Joburg has been hit by a cold front and rainy weather like this just calls for comfort food!
Wild Mushroom Risotto with Truffle Oil
440g Arborio Rice
500g Mixed Mushrooms, sliced
2 Tbls Butter
2 Tbls Olive Oil
2 Cloves Garlic, chopped
1 Leek, finely sliced
1 L Chicken Stock
125 ml White Wine
Zest of 1 Lemon
2 Tbls Parsley, chopped
Truffle Oil (Optional)
How to make it
Before you start on the rice, shallow fry the mushrooms in some butter and set aside.
Heat stock and keep on the boil.
Fry leek and garlic in the oil for 5-6min.
Add Arborio rice and stir until coated.
Add 125 ml stock and stir until absorbed.
Add wine stir until absorbed.
Add the rest of stock 125 ml at a time stir until absorbed and rice is tender and creamy
(Once you start cooking the rice, you can’t leave it unattended, it may become dry and sticky if you don’t keep an eye on it.)
* Taste the rice, it should be soft but still offer some resistance when you bite into it. If you feel that it is still too undercooked and your liquid is finished just add some boiling water until it reaches the right consistency.
Stir in mushrooms, and cheese (you can use less if you’d like).
Stir in lemon zest and parsley or
Add little cream or mascarpone for a more indulgent version.
Drizzle with Truffle Oil for a superb flavour.

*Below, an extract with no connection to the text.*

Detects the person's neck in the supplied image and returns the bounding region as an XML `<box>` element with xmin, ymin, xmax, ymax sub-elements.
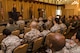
<box><xmin>77</xmin><ymin>42</ymin><xmax>80</xmax><ymax>46</ymax></box>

- Wild mushrooms are in season, so you should be able to buy some from most greengrocers (Impala Fruitiers on Beyers Naude has a fantastic selection). Woolworths also sells punnets of mixed exotic mushrooms.
- Truffle Oil can be bought at delicatessens and some specialist stores.
- Wild mushrooms are expensive, so use portabelinni and big brown mushrooms with one punnet of wild mushrooms instead.
- For a more intense mushroom flavour, soak dried Porchini mushrooms in 500ml hot water and combine with 500ml chicken stock.
- If you can get fresh Porchini (considered the marrow of the mushroom world), shallow fry thick slices in butter and some garlic, and use as garnish on the risotto.